Women taking Depakote, Depakene, Depacon and other valproate medications who are pregnant or planning to become pregnant should be aware that a new boxed warning has been added to these drugs due to a risk of birth defects. A boxed warning is the most serious type of warning that can be added to a medication. According to an updated FDA Safety Information notification, the boxed warning states that drugs such as Depakote can cause congenital malformations; in particular, there is a higher risk of neural tube defects such as spina bifida. Depakote can also cause lower IQ scores when exposed to babies in the womb, the warning states.

Spina bifida is when the spinal cord tube does not close properly during pregnancy, leading to defects in the spinal cord and backbone. The FDA states that taking folic acid before pregnancy and during the first trimester might prevent neural tube defects.

Valproate is usually used to treat seizures and migraines. Occasionally, it can also be used to treat bipolar disorder. Throughout the years, drugs such as Depakote have had many consumers and experts worried about potential birth defects. Concerns about this began in 2007, when doctors started reporting a higher chance of mental deficits in children who were exposed to Depakote in the womb.
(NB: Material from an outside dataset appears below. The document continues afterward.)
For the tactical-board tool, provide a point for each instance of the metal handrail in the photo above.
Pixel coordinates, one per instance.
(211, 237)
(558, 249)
The FDA reports that children who were exposed to valproate in utero (in the womb) tend to have lower IQ scores compared to those whose mothers took a different epileptic drug or no epileptic drug.

Several studies have also found a higher risk of congenital malformations. In June 2010, for instance, the New England Journal of Medicine published a study showing that Depakote was linked to the following defects:

  • Cleft palate
  • Polydactyly (extra fingers or toes)
  • Craniosyntosis
  • Spina bifida
  • Atrial Septal defect (hole in the heart)
  • Hypospadias (abnormal opening in a boy’s urethra)

According to the FDA’s website, the risk of congenital malformations is four times higher in babies whose mothers used valproate compared to mothers who used other seizure medications.

In 2009, the FDA added the risk of neural tube defects, craniofacial defects, cardiovascular malformations and other complications to the Depakote label. This May, the agency also updated the label to warn that pregnant women should not take Depakote for migraine treatment because of the risk of lower IQ scores. The FDA states that Depakote and other valproate medications should not be used by pregnant women to treat epilepsy unless all other options are inadequate.